Haiti Mon Amour, a found photography exhibition featuring profile pics from personal ads on Haitianconnection.com, is a strangely familiar stew of eroticism, anxiety, and hope. Anyone who has spent an idle hour strolling through the pages on a social networking site will recognize the aesthetic conventions at work here: the continuum of slightly to very unnatural poses, the self-aggrandizing text overlays, the airbrushed backdrops. One might expect these snapshots to convey some element of their “exotic” context and yet what we find here is the furthest thing from foreign.

Apparently, this feeling of intimacy shared with a previously unknown population is exactly what the curators had hoped to foster: “After the devastation that the earthquake on 12th January 2010 has caused, and the subsequent media coverage of their plight, we at As-found think it’s pertinent to show Haitians according to their own self-image and means.” This statement is rightfully followed by a link to Unicef so patrons of this digital gallery can make a donation to disaster relief efforts, perchance to benefit some of the very individuals whose lives they have glimpsed therein.

It’s kind of a bold move to try to generate sympathy for a group of people by humanizing them rather than simply rendering them as objects of pity.

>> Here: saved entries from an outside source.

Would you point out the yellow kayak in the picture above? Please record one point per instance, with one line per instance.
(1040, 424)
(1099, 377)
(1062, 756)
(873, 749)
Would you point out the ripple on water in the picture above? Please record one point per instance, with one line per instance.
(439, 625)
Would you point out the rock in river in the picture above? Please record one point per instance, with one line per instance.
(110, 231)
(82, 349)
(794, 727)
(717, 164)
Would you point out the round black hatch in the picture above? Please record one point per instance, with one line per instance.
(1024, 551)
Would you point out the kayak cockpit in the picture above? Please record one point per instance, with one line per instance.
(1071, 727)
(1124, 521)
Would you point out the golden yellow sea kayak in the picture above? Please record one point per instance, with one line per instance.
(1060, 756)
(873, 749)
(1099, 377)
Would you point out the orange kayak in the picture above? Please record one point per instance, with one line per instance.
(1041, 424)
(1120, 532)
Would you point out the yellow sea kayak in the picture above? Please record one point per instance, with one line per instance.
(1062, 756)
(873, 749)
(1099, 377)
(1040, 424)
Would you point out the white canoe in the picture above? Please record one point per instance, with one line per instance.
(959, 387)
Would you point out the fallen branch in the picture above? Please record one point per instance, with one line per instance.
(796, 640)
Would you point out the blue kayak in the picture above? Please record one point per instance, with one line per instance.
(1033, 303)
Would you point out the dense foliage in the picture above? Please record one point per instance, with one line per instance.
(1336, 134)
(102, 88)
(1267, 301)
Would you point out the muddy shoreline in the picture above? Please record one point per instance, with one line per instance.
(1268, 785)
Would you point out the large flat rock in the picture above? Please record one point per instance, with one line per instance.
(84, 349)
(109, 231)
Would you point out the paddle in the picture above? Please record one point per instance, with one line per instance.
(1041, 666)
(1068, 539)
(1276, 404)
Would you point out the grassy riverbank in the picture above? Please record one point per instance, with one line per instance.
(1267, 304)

Humans are weird and boring and awkward, probably most of all when they are deliberately trying to make themselves appear more sexually attractive. The fact is, we are far more likely to throw money at a picture of a crying baby being pried from the wreckage of a collapsed building than one of a cute guy with a crooked smile leaning uncomfortably on the capital of a miniature column, yet both of them are equally worthy of our compassion. Perhaps Haiti Mon Amour will serve best as a reminder to be more aware of our connection to others in mundane moments as well as tragic ones.